Booker nominees see sales rocket as their works get mass promotion
Sir Salman Rushdie's Midnight's Children has been selected from six novels as the Best of the Booker. What does it take to win a Booker-winning novel?
Martyn Goff, who ran the award for 35 years, says the key is literary tourism - taking the reader somewhere they are not familiar with.
"It's going to give people information and feeling about something they knew very little about indeed," he explains.
"Yes, there should be a strong plot. But also there should be a description of something that most of us don't know anything about - Rushdie with India as it was, that sort of thing. People are very taken with that."
'Cracking story'
While saying what constitutes a literary novel is hard enough, identifying what makes one a big popular hit is even harder.
Novelists and publishers fantasise about international success to match Ian McEwan's Atonement, Sebastian Faulks' Birdsong, or Louis De Bernieres' Captain Corelli's Mandolin.
BEST OF BOOKER NOMINEES
Midnight's Children by Salman Rushdie (won in 1981; also the previous winner of the Booker Of Bookers, in 1993)

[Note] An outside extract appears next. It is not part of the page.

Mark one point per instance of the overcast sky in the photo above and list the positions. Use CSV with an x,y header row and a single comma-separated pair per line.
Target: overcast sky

Disgrace by JM Coetzee (1999)
Oscar And Lucinda by Peter Carey (1988, above)
The Conservationist by Nadine Gordimer (1974)
The Siege Of Krishnapur by JG Farrell (1973)
The Ghost Road by Pat Barker (1995)
That trio seem to back up Martyn Goff's belief a literary best-seller needs to transport the reader to a remote time or place.
"The working definition of literary fiction is fiction that is not just concerned with story, but with how it's told as well," says American-born writer Tracy Chevalier, author of Girl With A Pearl Earring.
"If you look at The Da Vinci Code, it's a cracking story that goes on and on. I don't think Dan Brown thought an awful lot about how he told the story.
"When you read a book like Atonement - a very popular literary fiction - its form follows its function. The story is a compelling one, but how it's told is also essential to the story itself. Those two things come together and make the book more than it would be if it was just a plot."
But some fear that prizes now have too much influence - even Martyn Goff, who gave half his life to nurturing the Booker.
"In the very early days of Booker, they just wanted to produce a novel they thought would be good - now people are trying to write a Booker winner," he says.
"It's become too big a factor."
TV central
But authors such as Tracy Chevalier say they are not the ones obsessed with awards.
"I think writers for the most part just write what we want to write," she says.
"But for publishers, it's so hard to sell a book out there anymore. Too many books are published, and people are reading less. Those two combined have squeezed out the mid-range authors.
"The easiest way for a publisher to establish an author is by winning the Orange prize, or the Booker. They get a lot of publicity, because the booksellers put the books up at the front of the shop."
For their part, booksellers contend the trade is really shaped by television.
Since 2004, Channel 4's Richard and Judy show has operated a book club, influenced by a similar idea on Oprah Winfrey in the US.
Where once word-of-mouth amongst reading groups could be enough to turn an unknown book into a must-read, these days getting a Richard and Judy sticker on the front of a novel is now key to sales, says Dan Fenton, an independent bookseller in Central London.
"Over time, the selection and range of books on this television show has given readers confidence," he adds.
"A lot of people are afraid of modern fiction. It puts those books out in the forefront."
And Tracy Chevalier - who says she owes her own success to the word-of-mouth buzz around Girl With A Pearl Earring - insists the market is getting "tighter and tighter" all the time.
"They are still publishing lots of books, are there some beautifully-written books that are out there that aren't getting much attention, and you hope that somehow it'll get taken up," she says.
"But I feel like it's not that spontaneous anymore, unfortunately. I think the market is getting too tight for that."